Et pourquoi n'aurions-nous pas envie de payer l'impôt? Avec le sourire

Tous les jeunes Belges ont la chance d'aller à l'école et tous les Belges qui sont en mesure de payer l'impôt financent les écoles. Logique et équitable, non?
Tous les jeunes Belges ont la chance d'aller à l'école et tous les Belges qui sont en mesure de payer l'impôt financent les écoles. Logique et équitable, non? - © ANTHONY DEHEZ - BELGA

Payer ses impôts, reconnaissons-le, cela ne nous amuse pas vraiment. Pourtant l'impôt est un instrument indispensable pour le bon fonctionnement de nos États. Voilà un résumé extrême où tout est dit, mais il est utile d'aller plus loin.

La Commission Justice et Paix est une asbl de la société civile.  Elle a réuni une quinzaine d'experts sur le thème de l'impôt. Avec comme résultat pratique, une brochure de 50 pages qui est d'abord un outil pédagogique comme l'explique un de ses experts, le professeur émérite de l'UCL, Paul Löwenthal : "Les gens se rendent compte de ce qu’ils paient, ils ne se rendent pas compte de l’utilité qu’ils en tirent, eux-mêmes comme personnes, eux-mêmes comme collectivité ou d’autres qu’eux qui sont dans le besoin et que l’État est censé aider. Comme tout doit être démocratique, il faut un contrôle citoyen sur cet impôt mais il est important que les citoyens soient raisonnablement informés et formés pour avoir un discernement politique et autre chose que la défense de leurs intérêts".

Autant dire que les auteurs de cette brochure n'apprécient guère les initiatives du genre "Tax freedom day", soit la date à partir de laquelle on travaille enfin pour soi et plus pour l’État comme l'affirment ceux qui calculent cette date.

Un bon impôt ?

Ce qui ne veut pas dire pour autant que tout impôt est positif et fonctionne bien.
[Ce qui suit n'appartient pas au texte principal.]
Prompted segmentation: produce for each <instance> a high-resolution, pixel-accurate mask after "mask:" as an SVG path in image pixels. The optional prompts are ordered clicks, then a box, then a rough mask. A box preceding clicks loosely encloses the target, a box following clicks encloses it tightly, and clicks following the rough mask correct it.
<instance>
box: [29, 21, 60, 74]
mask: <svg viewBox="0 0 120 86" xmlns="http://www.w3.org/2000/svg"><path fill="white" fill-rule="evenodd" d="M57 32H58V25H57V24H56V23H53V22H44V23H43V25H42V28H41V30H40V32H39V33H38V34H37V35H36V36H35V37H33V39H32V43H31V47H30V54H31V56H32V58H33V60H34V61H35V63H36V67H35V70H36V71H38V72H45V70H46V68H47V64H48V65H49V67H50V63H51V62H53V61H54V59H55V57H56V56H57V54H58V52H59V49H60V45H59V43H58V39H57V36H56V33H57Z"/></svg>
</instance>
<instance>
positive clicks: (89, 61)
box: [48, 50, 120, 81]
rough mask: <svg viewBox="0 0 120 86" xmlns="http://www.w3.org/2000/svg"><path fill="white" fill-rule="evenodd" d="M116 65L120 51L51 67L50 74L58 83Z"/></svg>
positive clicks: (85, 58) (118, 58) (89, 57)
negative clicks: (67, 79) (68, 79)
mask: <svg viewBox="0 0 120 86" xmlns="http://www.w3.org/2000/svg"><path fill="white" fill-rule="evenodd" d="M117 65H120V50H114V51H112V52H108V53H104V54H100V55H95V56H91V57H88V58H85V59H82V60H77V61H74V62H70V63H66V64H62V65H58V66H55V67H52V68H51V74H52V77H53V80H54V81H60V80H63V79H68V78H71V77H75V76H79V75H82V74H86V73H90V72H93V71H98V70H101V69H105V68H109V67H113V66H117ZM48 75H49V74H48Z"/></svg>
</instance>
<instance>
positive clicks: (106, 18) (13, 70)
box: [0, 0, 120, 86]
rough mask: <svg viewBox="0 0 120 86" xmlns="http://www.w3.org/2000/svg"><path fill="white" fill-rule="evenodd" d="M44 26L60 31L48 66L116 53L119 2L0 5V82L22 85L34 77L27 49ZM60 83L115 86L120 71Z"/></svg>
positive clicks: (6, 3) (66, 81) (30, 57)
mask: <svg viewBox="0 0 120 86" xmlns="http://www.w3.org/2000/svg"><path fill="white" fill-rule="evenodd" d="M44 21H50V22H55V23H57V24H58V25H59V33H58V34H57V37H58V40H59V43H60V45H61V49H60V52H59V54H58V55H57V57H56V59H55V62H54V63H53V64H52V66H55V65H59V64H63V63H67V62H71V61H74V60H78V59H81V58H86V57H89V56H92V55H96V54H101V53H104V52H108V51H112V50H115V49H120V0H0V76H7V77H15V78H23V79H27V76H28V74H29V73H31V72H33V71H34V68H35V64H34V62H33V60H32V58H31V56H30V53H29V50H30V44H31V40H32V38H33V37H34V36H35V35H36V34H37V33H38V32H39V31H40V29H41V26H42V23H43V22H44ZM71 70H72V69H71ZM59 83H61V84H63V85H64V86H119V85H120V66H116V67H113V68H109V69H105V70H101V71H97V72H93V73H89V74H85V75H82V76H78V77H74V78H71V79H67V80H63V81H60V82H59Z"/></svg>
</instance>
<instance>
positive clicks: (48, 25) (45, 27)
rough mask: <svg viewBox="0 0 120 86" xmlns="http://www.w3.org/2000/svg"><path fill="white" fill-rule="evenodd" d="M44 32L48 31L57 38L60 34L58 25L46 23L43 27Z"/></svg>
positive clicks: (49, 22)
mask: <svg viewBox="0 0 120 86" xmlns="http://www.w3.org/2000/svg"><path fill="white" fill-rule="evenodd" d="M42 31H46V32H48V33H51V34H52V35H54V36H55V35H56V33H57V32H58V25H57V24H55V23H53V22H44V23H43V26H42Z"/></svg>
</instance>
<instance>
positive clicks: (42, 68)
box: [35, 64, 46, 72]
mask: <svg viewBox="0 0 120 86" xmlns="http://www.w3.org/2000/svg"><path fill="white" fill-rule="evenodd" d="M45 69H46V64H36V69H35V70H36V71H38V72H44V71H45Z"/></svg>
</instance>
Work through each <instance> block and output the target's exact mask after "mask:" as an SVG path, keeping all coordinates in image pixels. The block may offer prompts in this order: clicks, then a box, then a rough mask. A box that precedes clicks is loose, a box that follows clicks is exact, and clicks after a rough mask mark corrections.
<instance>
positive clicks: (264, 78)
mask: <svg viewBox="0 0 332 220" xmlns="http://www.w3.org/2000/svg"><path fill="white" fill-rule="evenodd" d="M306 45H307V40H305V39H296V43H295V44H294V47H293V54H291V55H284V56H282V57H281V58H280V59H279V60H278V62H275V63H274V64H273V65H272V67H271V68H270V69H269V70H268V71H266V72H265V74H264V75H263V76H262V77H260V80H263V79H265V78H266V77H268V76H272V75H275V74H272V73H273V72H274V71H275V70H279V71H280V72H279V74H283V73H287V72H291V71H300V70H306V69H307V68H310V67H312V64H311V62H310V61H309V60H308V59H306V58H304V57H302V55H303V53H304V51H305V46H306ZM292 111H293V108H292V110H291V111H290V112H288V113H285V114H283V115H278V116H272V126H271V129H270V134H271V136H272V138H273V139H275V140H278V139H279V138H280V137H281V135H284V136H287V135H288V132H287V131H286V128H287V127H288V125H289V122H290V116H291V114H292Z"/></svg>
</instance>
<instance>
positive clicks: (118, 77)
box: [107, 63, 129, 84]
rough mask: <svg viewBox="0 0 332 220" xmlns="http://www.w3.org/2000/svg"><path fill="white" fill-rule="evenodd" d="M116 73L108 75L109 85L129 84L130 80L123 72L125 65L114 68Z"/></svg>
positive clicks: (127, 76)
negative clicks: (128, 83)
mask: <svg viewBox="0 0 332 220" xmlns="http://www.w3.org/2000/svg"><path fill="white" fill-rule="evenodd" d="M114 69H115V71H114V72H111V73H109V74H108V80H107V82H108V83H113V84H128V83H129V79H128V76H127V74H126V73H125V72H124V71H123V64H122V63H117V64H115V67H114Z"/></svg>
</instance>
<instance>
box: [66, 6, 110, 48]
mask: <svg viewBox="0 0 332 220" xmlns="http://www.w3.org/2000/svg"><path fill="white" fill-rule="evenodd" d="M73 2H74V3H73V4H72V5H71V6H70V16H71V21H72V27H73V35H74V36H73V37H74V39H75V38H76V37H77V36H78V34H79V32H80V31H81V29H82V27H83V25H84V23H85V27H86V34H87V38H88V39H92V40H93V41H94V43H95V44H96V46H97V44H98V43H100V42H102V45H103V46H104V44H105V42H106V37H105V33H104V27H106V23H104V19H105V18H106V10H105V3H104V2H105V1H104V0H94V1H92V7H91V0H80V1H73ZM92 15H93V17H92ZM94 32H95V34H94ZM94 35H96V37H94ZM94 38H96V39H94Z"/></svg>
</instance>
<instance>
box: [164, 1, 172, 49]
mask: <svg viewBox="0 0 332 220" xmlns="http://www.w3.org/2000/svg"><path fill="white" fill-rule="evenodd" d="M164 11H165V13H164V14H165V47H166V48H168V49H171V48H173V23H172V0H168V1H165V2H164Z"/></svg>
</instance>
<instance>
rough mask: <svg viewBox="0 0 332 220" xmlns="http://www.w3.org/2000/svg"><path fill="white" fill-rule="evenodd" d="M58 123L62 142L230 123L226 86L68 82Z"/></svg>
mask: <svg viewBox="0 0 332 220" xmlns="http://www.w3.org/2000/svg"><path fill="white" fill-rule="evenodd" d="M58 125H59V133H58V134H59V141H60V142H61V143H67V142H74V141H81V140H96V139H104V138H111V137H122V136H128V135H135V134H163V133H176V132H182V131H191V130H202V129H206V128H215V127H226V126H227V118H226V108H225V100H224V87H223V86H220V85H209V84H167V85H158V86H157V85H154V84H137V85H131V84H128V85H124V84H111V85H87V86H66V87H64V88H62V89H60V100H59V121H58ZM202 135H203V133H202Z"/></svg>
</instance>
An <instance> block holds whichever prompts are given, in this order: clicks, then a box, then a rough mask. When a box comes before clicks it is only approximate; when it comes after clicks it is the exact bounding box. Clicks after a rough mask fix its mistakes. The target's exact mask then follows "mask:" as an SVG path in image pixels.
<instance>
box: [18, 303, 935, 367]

D’ailleurs, si c'était le cas, cela se saurait ! Plus sérieusement, les experts se sont penchés sur ce que devrait être, selon eux, un bon impôt. Dans le détail et avec des exemples.

Pour Paul Löwenthal, un bon impôt doit être progressif et porter aussi bien sur le revenu que sur le capital : "Vous avez bien entendu le revenu qui est un pouvoir d’achat et sur lequel vous pouvez prélever de quoi aider la collectivité. Et puis le capital à propos duquel on a souvent défendu le fait qu’il ne fallait pas le taxer parce qu’il était le fruit de l’accumulation de choses qui avaient été taxées au moment où elles avaient été obtenues. Mais cela assure vos arrières, cela vous permet de prendre des risques. Donc, il est normal de voir là une forme de capacité contributive. Vous avez quelque chose que d’autres n’ont pas, il est logique que l’on puisse en tenir compte".

Vive la réforme !

On imagine que ce point de vue ne sera pas partagé par tout le monde, surtout quand la réforme fiscale sera sur la table. Une réforme que l'asbl Justice et Paix souhaite et pour laquelle elle formule des recommandations. Une réforme qui est urgente selon Paul Löwenthal : "Je pense que la justice est urgente. Il y a des gens qui sont dans des difficultés majeures. Il y en a d’autres qui se prémunissent avec une efficacité extraordinaire contre tout prélèvement. Je pense à des entreprises transnationales par le génie fiscal ainsi qu’à des grosses fortunes qui réussissent à éluder l’impôt de manière légale ou non. Donc oui, une réforme est urgente".

Pour plus de justice fiscale, c'est le titre de cette brochure, un outil parmi d'autres pour alimenter le débat sur l'évolution de l'impôt. Un débat complexe comme l'est d'ailleurs la fiscalité mais également un débat de fond qui mérite que chacun dépose ses tabous à l'entrée de la salle.